2013 November « Mirror Image

Deriving Gibbs distribution from stochastic gradients

Stochastic gradients is one of the most important tools in optimization and machine learning (especially for Deep Learning – see for example ConvNet). One of it’s advantage is that it behavior is well understood in general case, by application of methods of statistical mechanics.

In general form stochastic gradient descent could be written as
$w_{n+1} = w_n - \alpha \bigtriangledown E(w_n) + F_n$
where $F_n$ is a random variable with expectation zero.
To apply methods of statistical mechanics we can rewrite it in continuous form, as stochastic gradient flow
$\partial J/\partial t = - \bigtriangledown_J E(J) +F(t)$
and random variable F(t) we assume to be white noise for simplicity.
In that moment most of textbooks and papers refer to “methods of statistical mechanics” to show that
stochastic gradient flow has invariant probability distribution, which is called Gibbs distribution
$p(x) = \frac {exp(-\beta E(x))}{Z}$
and from here derive some interesting things like temperature and free energy.
The question is – how Gibbs distribution derived from stochastic gradient flow?

First we have to understand what stochastic gradient flow really means.
It’s not a partial differential equation (PDE), because it include random variable, which is not a function $\mathbb{R} \to \mathbb{R}$ . In fact it’s a stochastic differential equation (SDE) . SDE use some complex mathematical machinery and relate to partial differential equations, probability/statistics, measure theory and ergodic theory.

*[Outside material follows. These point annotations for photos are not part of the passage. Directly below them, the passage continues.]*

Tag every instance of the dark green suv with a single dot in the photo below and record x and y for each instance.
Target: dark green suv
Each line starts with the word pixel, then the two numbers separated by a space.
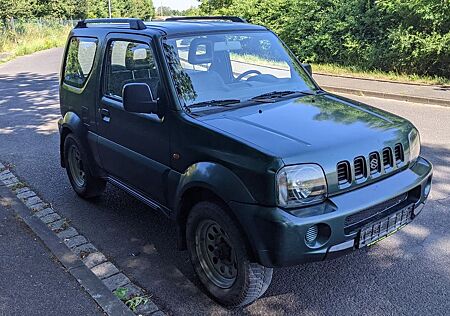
pixel 213 122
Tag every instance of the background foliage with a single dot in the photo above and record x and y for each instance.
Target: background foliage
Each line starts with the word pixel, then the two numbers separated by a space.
pixel 74 9
pixel 405 36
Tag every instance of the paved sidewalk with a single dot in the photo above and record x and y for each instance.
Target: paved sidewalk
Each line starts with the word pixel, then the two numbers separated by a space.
pixel 31 281
pixel 427 94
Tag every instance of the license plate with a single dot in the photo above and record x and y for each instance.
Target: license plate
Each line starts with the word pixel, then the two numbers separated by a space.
pixel 376 231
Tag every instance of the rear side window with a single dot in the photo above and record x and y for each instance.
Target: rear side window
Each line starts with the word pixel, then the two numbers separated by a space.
pixel 79 61
pixel 130 62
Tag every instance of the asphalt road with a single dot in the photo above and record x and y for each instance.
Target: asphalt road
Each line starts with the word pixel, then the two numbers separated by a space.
pixel 408 273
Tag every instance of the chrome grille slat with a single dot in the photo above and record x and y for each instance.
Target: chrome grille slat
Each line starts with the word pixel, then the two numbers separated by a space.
pixel 388 159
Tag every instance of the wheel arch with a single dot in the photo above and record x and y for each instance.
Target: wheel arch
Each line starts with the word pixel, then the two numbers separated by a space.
pixel 209 182
pixel 71 123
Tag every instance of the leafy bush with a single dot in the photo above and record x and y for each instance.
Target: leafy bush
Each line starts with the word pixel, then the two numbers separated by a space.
pixel 405 36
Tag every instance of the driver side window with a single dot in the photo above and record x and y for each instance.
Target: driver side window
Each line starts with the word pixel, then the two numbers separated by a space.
pixel 130 62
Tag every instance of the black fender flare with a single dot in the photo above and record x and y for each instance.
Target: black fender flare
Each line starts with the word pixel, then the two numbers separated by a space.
pixel 71 123
pixel 215 178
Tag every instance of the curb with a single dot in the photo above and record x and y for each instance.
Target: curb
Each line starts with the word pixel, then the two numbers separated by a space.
pixel 411 83
pixel 100 278
pixel 392 96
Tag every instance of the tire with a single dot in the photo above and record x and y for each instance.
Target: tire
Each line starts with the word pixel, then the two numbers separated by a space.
pixel 241 281
pixel 78 169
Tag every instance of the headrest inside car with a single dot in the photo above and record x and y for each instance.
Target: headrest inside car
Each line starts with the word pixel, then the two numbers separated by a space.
pixel 137 57
pixel 200 51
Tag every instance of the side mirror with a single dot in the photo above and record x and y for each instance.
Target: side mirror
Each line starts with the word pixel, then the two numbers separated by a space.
pixel 308 68
pixel 138 98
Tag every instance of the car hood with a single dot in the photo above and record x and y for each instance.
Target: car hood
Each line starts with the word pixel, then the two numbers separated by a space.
pixel 323 129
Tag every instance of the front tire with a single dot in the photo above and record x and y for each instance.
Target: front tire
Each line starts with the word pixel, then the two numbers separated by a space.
pixel 78 170
pixel 220 258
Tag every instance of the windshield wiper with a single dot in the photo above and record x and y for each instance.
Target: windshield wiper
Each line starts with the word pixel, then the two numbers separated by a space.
pixel 223 103
pixel 271 96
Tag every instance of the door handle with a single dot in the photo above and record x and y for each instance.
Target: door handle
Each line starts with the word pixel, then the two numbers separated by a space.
pixel 104 113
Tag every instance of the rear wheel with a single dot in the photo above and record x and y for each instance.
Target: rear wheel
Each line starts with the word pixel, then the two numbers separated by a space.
pixel 220 258
pixel 78 171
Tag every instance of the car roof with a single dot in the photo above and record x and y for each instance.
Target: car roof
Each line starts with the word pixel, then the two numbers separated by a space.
pixel 200 26
pixel 171 26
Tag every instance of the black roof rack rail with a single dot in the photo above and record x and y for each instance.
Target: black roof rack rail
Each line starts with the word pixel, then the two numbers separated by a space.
pixel 217 17
pixel 135 24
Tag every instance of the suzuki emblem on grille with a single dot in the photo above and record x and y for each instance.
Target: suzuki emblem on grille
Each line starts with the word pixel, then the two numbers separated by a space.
pixel 374 164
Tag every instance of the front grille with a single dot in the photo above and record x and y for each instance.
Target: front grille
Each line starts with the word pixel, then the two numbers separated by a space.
pixel 388 161
pixel 360 167
pixel 354 221
pixel 398 153
pixel 343 171
pixel 374 163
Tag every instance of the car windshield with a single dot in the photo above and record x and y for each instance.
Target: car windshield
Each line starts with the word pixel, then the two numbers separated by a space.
pixel 232 68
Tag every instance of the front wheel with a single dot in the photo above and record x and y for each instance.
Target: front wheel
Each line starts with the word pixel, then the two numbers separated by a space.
pixel 78 171
pixel 219 256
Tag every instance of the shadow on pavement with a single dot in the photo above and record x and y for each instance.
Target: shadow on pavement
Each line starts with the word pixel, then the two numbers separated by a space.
pixel 29 102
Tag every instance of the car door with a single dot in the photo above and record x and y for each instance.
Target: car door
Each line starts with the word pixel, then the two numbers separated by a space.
pixel 133 147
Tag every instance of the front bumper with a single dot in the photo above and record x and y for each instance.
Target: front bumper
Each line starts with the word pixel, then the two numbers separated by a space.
pixel 277 236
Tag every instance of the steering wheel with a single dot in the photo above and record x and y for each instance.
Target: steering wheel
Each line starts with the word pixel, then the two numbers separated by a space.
pixel 248 72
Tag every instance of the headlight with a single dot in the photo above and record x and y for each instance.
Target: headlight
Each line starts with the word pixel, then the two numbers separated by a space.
pixel 300 185
pixel 414 145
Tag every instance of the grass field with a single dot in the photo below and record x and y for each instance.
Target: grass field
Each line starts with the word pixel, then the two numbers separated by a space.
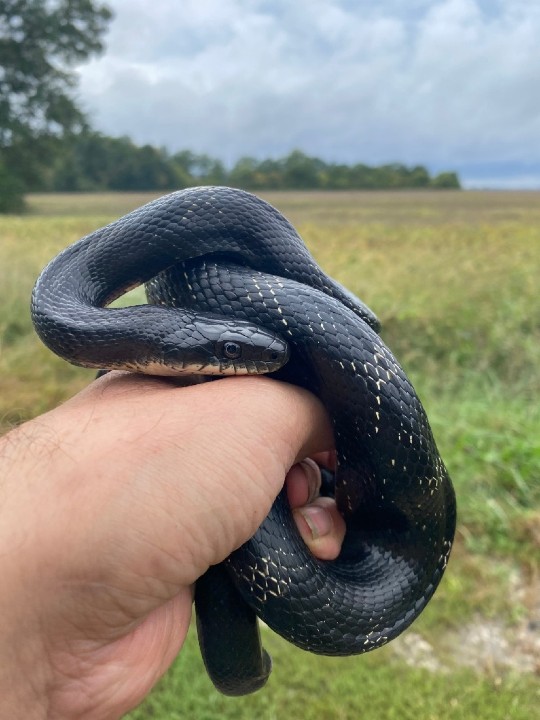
pixel 453 277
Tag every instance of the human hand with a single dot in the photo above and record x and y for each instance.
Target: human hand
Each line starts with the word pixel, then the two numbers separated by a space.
pixel 111 507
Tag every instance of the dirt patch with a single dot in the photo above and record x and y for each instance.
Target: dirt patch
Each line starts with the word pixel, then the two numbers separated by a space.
pixel 484 644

However they used a lot in finance, so there is quite a number of textbooks on SDE for non-mathematicians. For the short, minimalistic and accessible book on stochastic differential equation I can’t recommend highly enough introduction to SDE by L.C. Evans

SDE in question is called Ito diffusion. Solution of that equation is a stochastic process – collection of random variables parametrized by time. Sample path of stochastic process in question as a function of time is nowhere differentiable – it’s difficult to talk about it in term of derivatives, so it is defined through it’s integral form.
First I’ll notice that integral of white noise is actually Brownian motion, or Wiener process.
Assume that we have stochastic differential equation written in informal manner
$\partial X / \partial t = b(X, t) + g(X, t) F(t)$ with X -stochastic process and F(t) – white noise
It’s integral form is
$X(T) - X(0) = \int_{0}^{T} b(X, t) dt + \int_{0}^{T} g(X, t) dW(t) \ \ (1)$
where W(t) is a Wiener process
$W(t) = \int F(t) dt$
This equation is usually written in the form
$dX = b(X,t)dt + g(X,t)dW \ \ (2)$
This is only a notation for integral equation, d here is not a differential.
Returning to (1)
$\int_{0}^{T} b(X, t) dt$ is an integral along sample path, it’s meaning is obvious, or it can be defined as limit of Riemann sums with respect to time.

The most notable thing here is
$\int_{0}^{T} g(X, t) dW(t)$ – integral with respect to Wiener process (3)
It’s a stochastic integral, and it’s defined in the courses of stochastic differential equation as the limit of Riemann sums of random variables, in the manner similar to definition of ordinary integral.
Curiously, stochastic integral is not quite well defined. Depending on the form of the sum it produce different results, like Ito integral:

$\int_0^t g \,d W =\lim_{n\rightarrow\infty} \sum_{[t_{i-1},t_i]\in\pi_n}g_{t_{i-1}}(W_{t_i}-W_{t_{i-1}})$
Different Riemann sums produce different integral – Stratonovich integral:
$\int_0^t g \,d W =\lim_{n\rightarrow\infty} \sum_{[t_{i-1},t_i]\in\pi_n}(g_{t_i} + g_{t_{i-1}})/2(W_{t_i}-W_{t_{i-1}})$

Ito integral used more often in statistics because it use $g_{t_{i-1}}$ – it don’t “look forward”, and Stratonovich more used in theoretical physics.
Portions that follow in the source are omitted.